Network Security Internet Technology Development Database Servers Mobile Phone Android Software Apple Software Computer Software News IT Information

In addition to Weibo, there is also WeChat

Please pay attention

WeChat public account

Shulou

How to solve the blank of skywalking market caused by the bottleneck of Elasticsearch writing?

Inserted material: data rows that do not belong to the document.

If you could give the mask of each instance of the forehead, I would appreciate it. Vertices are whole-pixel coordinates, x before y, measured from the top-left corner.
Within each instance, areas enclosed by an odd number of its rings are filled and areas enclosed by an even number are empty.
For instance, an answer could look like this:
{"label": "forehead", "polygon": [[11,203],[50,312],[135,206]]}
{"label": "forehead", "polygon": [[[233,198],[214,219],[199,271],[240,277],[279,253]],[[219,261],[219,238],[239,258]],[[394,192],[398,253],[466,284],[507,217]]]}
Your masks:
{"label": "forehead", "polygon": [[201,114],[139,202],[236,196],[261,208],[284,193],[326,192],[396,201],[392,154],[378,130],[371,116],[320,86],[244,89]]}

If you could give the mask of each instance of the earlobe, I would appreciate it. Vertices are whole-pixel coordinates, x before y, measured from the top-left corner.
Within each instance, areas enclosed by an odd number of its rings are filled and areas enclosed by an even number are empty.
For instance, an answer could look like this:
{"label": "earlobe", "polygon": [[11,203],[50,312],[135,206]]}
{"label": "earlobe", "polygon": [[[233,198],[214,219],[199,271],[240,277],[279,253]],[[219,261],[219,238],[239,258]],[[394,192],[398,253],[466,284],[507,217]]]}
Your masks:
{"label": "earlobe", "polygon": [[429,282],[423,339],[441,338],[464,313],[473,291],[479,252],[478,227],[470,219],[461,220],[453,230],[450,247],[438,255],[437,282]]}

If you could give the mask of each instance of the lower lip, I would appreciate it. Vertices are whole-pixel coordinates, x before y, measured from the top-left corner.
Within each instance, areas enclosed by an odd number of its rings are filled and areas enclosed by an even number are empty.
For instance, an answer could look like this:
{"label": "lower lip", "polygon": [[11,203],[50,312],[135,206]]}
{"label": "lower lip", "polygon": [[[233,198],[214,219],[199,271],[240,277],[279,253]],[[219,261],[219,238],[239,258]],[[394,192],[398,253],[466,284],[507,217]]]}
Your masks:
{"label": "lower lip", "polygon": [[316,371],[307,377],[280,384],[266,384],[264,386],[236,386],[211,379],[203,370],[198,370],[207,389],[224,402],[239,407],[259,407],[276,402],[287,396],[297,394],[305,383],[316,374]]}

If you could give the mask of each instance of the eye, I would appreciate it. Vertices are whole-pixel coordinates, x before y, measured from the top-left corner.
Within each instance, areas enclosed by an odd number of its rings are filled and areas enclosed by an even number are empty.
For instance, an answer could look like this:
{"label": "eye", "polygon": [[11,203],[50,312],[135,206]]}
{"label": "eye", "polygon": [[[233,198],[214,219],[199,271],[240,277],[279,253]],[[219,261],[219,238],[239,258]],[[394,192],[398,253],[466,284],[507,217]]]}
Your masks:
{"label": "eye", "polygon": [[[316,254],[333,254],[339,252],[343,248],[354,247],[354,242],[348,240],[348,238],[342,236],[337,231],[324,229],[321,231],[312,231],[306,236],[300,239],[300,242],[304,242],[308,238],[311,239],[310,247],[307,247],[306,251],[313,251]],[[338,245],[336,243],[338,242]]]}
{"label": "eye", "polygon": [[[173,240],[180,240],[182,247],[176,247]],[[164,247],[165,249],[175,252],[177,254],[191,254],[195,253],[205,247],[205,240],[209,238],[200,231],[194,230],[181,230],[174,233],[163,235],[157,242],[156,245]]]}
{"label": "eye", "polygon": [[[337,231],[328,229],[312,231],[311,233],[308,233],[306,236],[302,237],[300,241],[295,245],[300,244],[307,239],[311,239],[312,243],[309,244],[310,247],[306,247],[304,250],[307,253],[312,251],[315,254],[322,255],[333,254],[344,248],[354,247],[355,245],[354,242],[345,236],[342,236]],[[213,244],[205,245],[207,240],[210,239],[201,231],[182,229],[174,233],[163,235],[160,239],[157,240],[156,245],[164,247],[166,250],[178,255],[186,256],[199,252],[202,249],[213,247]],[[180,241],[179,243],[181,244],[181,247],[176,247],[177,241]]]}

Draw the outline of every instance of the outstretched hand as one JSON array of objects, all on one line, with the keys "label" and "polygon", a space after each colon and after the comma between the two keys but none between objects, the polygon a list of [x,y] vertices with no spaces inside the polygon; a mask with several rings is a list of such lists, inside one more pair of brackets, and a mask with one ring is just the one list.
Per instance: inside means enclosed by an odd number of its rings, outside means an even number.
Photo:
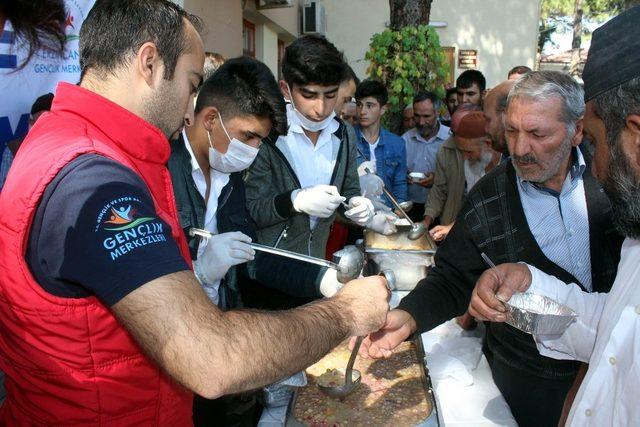
[{"label": "outstretched hand", "polygon": [[501,264],[484,273],[476,282],[471,294],[469,314],[478,320],[504,322],[509,301],[517,292],[526,291],[531,285],[531,272],[525,264]]},{"label": "outstretched hand", "polygon": [[[387,359],[393,350],[402,344],[417,329],[413,317],[404,310],[391,310],[382,328],[372,332],[362,341],[360,356],[365,359]],[[353,349],[355,338],[349,348]]]}]

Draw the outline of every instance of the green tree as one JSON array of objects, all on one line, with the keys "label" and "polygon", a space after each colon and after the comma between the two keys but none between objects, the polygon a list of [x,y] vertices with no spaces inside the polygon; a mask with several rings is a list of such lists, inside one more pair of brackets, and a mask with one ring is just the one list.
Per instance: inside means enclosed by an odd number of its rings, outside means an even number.
[{"label": "green tree", "polygon": [[367,73],[389,90],[385,125],[399,132],[402,110],[419,90],[444,97],[449,66],[435,28],[429,27],[431,0],[389,0],[391,26],[371,38]]},{"label": "green tree", "polygon": [[605,21],[635,0],[542,0],[538,49],[542,51],[558,29],[571,31],[571,75],[580,73],[580,47],[585,36],[584,20]]}]

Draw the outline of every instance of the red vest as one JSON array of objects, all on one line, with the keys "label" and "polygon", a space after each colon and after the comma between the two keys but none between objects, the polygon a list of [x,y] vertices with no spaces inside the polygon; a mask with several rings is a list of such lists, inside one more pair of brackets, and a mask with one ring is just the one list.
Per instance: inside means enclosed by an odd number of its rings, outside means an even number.
[{"label": "red vest", "polygon": [[0,196],[0,369],[7,389],[0,424],[190,425],[192,394],[142,354],[107,307],[95,297],[45,292],[25,262],[45,188],[86,153],[109,157],[144,180],[158,216],[191,262],[165,167],[167,138],[107,99],[61,83],[51,113],[20,147]]}]

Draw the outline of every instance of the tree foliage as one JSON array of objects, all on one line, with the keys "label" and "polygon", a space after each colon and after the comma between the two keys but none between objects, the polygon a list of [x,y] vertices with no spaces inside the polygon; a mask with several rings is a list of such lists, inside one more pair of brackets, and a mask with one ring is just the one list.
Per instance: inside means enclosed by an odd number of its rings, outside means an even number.
[{"label": "tree foliage", "polygon": [[[584,0],[581,2],[586,21],[604,22],[620,13],[631,0]],[[575,33],[576,0],[542,0],[540,26],[538,28],[538,52],[542,52],[556,31]],[[574,34],[575,36],[576,34]],[[585,27],[580,28],[579,37],[589,35]]]},{"label": "tree foliage", "polygon": [[[449,74],[449,65],[440,47],[438,33],[427,25],[387,29],[371,38],[365,59],[367,73],[389,90],[387,126],[397,127],[394,116],[411,103],[419,90],[431,90],[441,98]],[[392,123],[389,123],[392,121]]]}]

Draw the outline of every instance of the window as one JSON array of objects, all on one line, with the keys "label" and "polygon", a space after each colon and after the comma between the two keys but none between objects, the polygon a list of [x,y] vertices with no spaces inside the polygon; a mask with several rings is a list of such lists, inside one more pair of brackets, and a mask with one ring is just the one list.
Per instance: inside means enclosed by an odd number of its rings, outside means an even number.
[{"label": "window", "polygon": [[246,19],[242,20],[242,54],[256,57],[256,26]]},{"label": "window", "polygon": [[282,58],[284,58],[284,42],[278,39],[278,80],[282,80]]}]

2025-01-19 Update From: SLTechnology News&Howtos shulou NAV: SLTechnology News&Howtos > Development >

Share

Shulou(Shulou.com)06/01 Report--

This article mainly explains "how to solve the blank of skywalking market caused by the bottleneck of Elasticsearch writing". Interested friends may wish to take a look. The method introduced in this paper is simple, fast and practical. Next, let the editor take you to learn how to solve the blank of the skywalking market caused by the bottleneck of Elasticsearch writing.

Preface

Less than a month after the last skywalking failure, "parsing Arthas to assist in troubleshooting online skywalking unavailable problems", online skywalking went wrong again. The market is blank again, and the recent data in the trace list cannot be queried, but the data that takes a long time can be queried. For example, there is data one day ago, but there is no data an hour ago. This is just an appearance. Finally, the crux of the problem is the bottleneck of ES service writing, which leads to the blocking of the writing thread. The following is the troubleshooting process and solution description.

Problem positioning

The tool is the same as the tool Arthas. If you don't understand it, you can read my previous blog post. I don't explain Arthas here. This time, however, we have applied a new advanced instruction thread, which can view the current thread information and view the thread's stack. When there is no data in the skywalking market, use the following instructions:

Thread-bTHREAD-B to find out which threads are currently blocking other threads

Sometimes we find that the application is stuck, usually because one thread holds a lock and other threads are waiting for the lock. To troubleshoot such problems, arthas provides thread-b to identify the culprit with one click. Finally, the following results are obtained:

As in the picture above, I believe you have already seen the problem, focusing on the part where the red font arrow points. I have to say that Arthas has done a great job. The crux of the problem is that the bulk write failure thread of ES is blocked. Later, I learned from the community that it was because of the bottleneck of ES writing that the thread was blocked when skywalking was bulk writing to the index. The period of data that caused the blocking was not written to ES, and then there was no problem with the query, and the appearance was that the blank market of skywalking could not query the recent data.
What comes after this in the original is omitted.